2005-01-11 00:46:27 | 音楽史
siiiSUMER IS ICUMEN IN
Medieval English Songs


Paul Hillier
The Hilliard Ensemble

1066年のノルマン・コンクェストから300年ほどの間、イギリスはフランス文化の影響を強く受けた。英語もフランス語の影響を受けて大きく変化していった。この期間、英語は文学用語としてはほとんど存在せず、もっぱらラテン語やフランス語が使われていた。音楽においても世俗歌曲は北フランスのトルヴェールから影響を受けていたし、宗教音楽もフランスの影響を受けていて、英語の歌詞を持った楽曲はほとんど残っていない。
そうしたなか、13世紀後半から14世紀初頭にかけてひとつの歌曲が突然変異的に生まれた。それがタイトル曲の「夏は来たりぬ」である。この曲は15世紀以前に書かれた6声の楽曲として最初のものであり、またカノンとしても最初のものである。この詩はラテン的な明るさが特徴で、それまでのアングロ・サクソンの北方的な暗さとは対照的なものでもある。「夏は来たりぬ」は世俗歌曲だが、ラテン語の歌詞(Perspice Christicola)もあり、宗教的な場面でも用いられていた。
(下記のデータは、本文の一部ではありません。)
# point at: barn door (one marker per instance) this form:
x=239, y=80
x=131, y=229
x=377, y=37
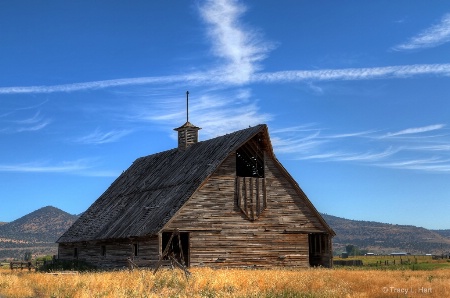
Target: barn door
x=178, y=246
x=319, y=249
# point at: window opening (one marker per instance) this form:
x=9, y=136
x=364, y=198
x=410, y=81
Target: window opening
x=250, y=159
x=178, y=247
x=135, y=249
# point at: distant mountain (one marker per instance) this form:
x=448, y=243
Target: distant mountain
x=38, y=231
x=386, y=238
x=35, y=232
x=443, y=233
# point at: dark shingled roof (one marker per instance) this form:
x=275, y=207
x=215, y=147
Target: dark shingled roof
x=146, y=196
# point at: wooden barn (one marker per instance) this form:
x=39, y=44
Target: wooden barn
x=229, y=200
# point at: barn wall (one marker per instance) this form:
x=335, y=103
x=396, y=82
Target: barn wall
x=117, y=252
x=222, y=235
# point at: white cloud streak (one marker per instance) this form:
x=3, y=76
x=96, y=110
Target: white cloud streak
x=416, y=130
x=219, y=78
x=241, y=48
x=41, y=167
x=354, y=74
x=309, y=143
x=99, y=137
x=431, y=37
x=80, y=167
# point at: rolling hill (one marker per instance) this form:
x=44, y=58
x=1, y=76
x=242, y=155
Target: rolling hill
x=35, y=232
x=38, y=231
x=386, y=238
(contrafactum)
イギリス音楽の特徴は3度、6度の和声を用いることと、従来の旋法ではなく長音階を用いることが挙げられる。
このヒリアード・アンサンブルのアルバムには、その他にノートルダム楽派からの影響が顕著な楽曲や聖ゴドリック(貿易商で成功した後に信仰の生活を送るようになったヴィジョネールな傾向があった人)の楽曲やチョーサーの「カンタベリー物語」にある「粉屋の話」にも出てくる、当時非常にポピュラーだった「ガブリエルは天父から」などが収録されている。